La notion d’appel incident, incluant l’appel incident provoqué, n’est certainement pas la plus aisée.

Cet arrêt en est l’illustration, les juges d’appel étant passée complètement à côté, retenant une conception stricte de l’appel incident, qui aurait pour seul point de départ la notification des conclusions de l’appelant principal (Cass. 2e civ., 14 avr. 2022, n° 20-22.362, Publié au bulletin) :

« Vu les articles 910 du code de procédure civile et 6, § 1, de la Convention de sauvegarde des droits de l’homme et des libertés fondamentales :
7. Il résulte du premier de ces textes, interprété à la lumière du second, qu’est recevable dans le délai de trois mois à compter de la notification des conclusions portant appel incident l’appel incidemment relevé par un intimé contre un autre intimé en réponse à l’appel incident de ce dernier qui modifie l’étendue de la dévolution résultant de l’appel principal et tend à aggraver la situation de ce dernier.
8. Pour déclarer irrecevable l’appel incident de l’assureur formé par conclusions remises au greffe et notifiées par RPVA le 25 novembre 2019, l’arrêt retient que l’assureur disposait, en sa qualité d’intimé à l’appel principal de M. [X], d’un délai de trois mois à compter de la notification des conclusions de l’appelant, tant pour remettre ses conclusions au greffe que pour relever appel incident à l’encontre de la banque également intimée, des dispositions du jugement l’ayant condamné à payer à cette dernière la somme de 229 827,15 euros, les dispositions de l’article 910 du code de procédure civile permettant uniquement à l’assureur de répondre, dans les trois mois des conclusions de la banque, comme il l’a fait dans ses conclusions du 25 novembre 2019, à la demande de condamnation de la banque excédant celle prononcée par le tribunal, la lecture des dispositions des articles 909 et 910 du code de procédure civile se faisant au regard des dispositions de l’article 910-4 du même code qui imposent aux parties de présenter dans leurs conclusions mentionnées aux articles 905-2, 908 à 910, l’ensemble de leurs prétentions.
»

Mais en l’espèce, l’intimé n’était pas mis en danger dans sa situation procédurale par l’appelant principal.
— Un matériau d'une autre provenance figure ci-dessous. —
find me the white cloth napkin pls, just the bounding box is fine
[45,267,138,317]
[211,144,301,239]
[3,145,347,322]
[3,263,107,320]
Il s’en rapportait donc sur cet appel qui ne menaçait pas ses intérêts.

Mais cet intimé savait que le danger était ailleurs, et émanerait d’un autre intimé qui, en l’état des conclusions de l’appelant principal, n’avait formé aucune demande contre cet intimé.

Ce n’est qu’après avoir conclu dans son délai 909, au rapport à justice, que cet intimé a reçu un appel incident.

Et c’est cet appel incident qui changé la donne, et mis l’intimé dans une situation menaçante.

Sur cet appel incident, l’intimé s’est alors porté appelant incident. C’est un appel incident provoqué par l’appel incident de l’autre intimé.

Et cet appel incident provoqué n’était pas enfermé dans le strict délai 909 de trois mois de la notification des conclusions de l’appelant principal.

On n’invente rien dans cet arrêt, sur la notion d’appel incident provoqué. Mais on précise dans quel délai il pouvait être formé.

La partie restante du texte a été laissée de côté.